[6.8.3] docker image huge amount of unnecessary writes on cache

snoopstah · April 25, 2020

One more data point here, a couple of weeks ago I spotted that my used Intel DC S3500 SSDs had dropped their SMART Media Wearout Indicator values from 95% to 60% in the year or so since I installed them. Based on a 'host writes 32mib' value of 22,840,656, I think that's almost 700TBW.

Looking at the writes column on the main Unraid UI page shows pretty constant writes around 15-20MB/s. I have two drives in a BTRFS RAID 1 pool, no encryption.

mf808 · May 3, 2020

Do we have an update on this issue?

I stumbled on this yesterday and have been analyzing my docker containers behaviour and was able to pinpoint it to a handful of containers that cause the massive amount of writes. (2x 1TB WD Black Raid 1 btrfs)

pihole
unms
sonarr (latest linuxserver version)
hydra2 (latest linuxserver version)
Plex (offical version)

After analyzing with iotop and checking the writes for each and every container I am running for 10 min each I calculated a TBW of ~120/year. (This from a ~10min sample size)

What I did to mitigate:

Using the Sonarr binhex version and Plex linuxserver somehow seems to have reduced the writes massively.
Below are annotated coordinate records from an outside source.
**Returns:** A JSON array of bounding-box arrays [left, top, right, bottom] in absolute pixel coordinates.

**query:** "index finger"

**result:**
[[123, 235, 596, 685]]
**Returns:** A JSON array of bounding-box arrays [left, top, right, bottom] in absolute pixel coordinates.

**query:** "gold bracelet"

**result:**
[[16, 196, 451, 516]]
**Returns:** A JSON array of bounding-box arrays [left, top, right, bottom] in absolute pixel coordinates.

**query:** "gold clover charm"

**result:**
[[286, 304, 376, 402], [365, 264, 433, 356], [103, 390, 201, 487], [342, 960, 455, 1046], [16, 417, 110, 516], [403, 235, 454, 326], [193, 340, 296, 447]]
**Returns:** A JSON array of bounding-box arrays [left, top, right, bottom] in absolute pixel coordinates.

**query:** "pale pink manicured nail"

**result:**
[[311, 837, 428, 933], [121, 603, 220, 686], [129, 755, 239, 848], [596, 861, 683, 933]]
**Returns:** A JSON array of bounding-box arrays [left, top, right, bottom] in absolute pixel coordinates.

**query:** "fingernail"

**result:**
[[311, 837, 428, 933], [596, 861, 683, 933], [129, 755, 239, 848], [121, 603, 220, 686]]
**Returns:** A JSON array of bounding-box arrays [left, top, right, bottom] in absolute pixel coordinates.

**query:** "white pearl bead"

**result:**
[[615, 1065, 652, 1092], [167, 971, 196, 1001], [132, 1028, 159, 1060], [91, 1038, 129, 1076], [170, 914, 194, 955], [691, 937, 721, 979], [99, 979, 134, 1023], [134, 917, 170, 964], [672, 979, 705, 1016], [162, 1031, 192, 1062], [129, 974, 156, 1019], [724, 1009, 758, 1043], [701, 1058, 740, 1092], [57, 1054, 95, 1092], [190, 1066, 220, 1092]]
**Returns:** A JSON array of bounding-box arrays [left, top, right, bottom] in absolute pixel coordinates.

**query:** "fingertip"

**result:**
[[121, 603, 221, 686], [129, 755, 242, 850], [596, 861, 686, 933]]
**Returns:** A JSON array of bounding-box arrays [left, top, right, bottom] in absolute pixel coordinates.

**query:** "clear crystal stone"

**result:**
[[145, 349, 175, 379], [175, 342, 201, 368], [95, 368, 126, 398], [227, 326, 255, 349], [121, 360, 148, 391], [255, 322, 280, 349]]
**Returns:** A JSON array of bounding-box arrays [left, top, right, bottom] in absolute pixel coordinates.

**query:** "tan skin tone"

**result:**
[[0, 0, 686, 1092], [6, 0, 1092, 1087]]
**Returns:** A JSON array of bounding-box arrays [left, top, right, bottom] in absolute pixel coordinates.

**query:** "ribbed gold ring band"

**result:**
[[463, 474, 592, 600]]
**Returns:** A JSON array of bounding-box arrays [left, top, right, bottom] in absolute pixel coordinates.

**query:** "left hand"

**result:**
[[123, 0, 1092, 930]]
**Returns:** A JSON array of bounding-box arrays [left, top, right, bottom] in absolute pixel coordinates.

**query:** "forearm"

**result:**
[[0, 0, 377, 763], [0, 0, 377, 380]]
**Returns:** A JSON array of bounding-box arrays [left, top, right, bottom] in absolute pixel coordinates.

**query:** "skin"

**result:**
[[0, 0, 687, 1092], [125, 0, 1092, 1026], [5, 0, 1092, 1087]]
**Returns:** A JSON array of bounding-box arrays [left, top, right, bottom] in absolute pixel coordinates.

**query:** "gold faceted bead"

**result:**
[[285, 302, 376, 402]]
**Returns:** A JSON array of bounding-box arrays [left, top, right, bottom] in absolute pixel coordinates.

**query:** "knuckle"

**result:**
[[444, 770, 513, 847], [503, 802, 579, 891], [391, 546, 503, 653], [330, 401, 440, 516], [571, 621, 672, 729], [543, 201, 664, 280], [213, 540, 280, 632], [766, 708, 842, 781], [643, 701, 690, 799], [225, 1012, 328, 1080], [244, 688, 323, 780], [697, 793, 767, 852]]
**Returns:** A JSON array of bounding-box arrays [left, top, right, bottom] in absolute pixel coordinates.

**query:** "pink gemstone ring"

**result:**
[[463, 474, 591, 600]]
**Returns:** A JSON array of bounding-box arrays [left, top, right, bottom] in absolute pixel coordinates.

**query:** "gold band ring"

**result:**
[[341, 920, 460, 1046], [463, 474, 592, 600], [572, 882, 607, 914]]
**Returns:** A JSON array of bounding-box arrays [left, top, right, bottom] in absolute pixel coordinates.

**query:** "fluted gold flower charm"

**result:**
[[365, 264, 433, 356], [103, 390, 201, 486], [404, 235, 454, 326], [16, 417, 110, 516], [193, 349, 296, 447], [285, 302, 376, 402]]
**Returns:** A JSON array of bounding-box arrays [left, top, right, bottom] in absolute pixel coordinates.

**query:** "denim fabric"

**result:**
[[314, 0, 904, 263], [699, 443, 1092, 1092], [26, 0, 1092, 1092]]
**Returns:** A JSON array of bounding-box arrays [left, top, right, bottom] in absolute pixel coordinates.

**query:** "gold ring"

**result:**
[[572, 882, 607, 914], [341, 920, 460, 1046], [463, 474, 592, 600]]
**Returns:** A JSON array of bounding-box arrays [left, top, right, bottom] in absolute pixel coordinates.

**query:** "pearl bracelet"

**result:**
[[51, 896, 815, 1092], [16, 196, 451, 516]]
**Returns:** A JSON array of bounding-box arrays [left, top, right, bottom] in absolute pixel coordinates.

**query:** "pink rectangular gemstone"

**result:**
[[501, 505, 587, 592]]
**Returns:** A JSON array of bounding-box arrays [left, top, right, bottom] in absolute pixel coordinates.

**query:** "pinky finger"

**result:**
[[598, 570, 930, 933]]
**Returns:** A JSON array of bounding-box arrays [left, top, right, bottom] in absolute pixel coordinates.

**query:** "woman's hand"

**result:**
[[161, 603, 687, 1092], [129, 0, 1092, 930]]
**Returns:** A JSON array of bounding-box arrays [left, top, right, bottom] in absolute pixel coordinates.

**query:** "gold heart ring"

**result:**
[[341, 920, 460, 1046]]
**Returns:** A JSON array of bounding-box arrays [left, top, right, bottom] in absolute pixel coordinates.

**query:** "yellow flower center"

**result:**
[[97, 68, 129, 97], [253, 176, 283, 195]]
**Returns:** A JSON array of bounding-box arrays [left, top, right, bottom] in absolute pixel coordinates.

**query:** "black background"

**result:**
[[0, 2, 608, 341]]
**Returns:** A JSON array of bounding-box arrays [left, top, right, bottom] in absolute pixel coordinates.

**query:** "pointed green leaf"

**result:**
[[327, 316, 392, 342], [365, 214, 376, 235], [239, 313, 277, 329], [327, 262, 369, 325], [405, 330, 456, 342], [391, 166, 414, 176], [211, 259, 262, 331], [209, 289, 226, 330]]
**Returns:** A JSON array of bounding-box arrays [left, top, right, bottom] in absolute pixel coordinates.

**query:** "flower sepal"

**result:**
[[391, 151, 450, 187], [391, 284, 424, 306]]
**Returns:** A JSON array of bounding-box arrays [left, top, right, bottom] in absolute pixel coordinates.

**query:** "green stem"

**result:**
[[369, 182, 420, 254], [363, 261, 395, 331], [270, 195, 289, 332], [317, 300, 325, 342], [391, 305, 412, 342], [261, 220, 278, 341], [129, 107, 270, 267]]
I also stopped using hydra2 and will migrate Pihole and UNMS to a spare pi I have laying around.

With these changes I was able to reduce to ~2 TBW/year, which I think is way more acceptable.

I have found a couple of reddit threads which describe the same problem. This is hitting everybody with their docker.img on SSDs.

What logging or other procedures would need 20-30MB/s worth of writes? This is totally unneccesary.

Edited May 3, 2020 by mf808

danielb7390 · May 3, 2020

It seems i got hit with this one also.

Cache is a 1TB crucial sata ssd, btfs, not encrypted afaik

I seems to have 5MB/s+ writes constant on the ssd, after finding one of the culpirts (unifi controller) that was also writing a lot to appdata, now my 2nd process with most writes is the [loop2]...

In a few minutes there's 500MB of writes from [loop2]...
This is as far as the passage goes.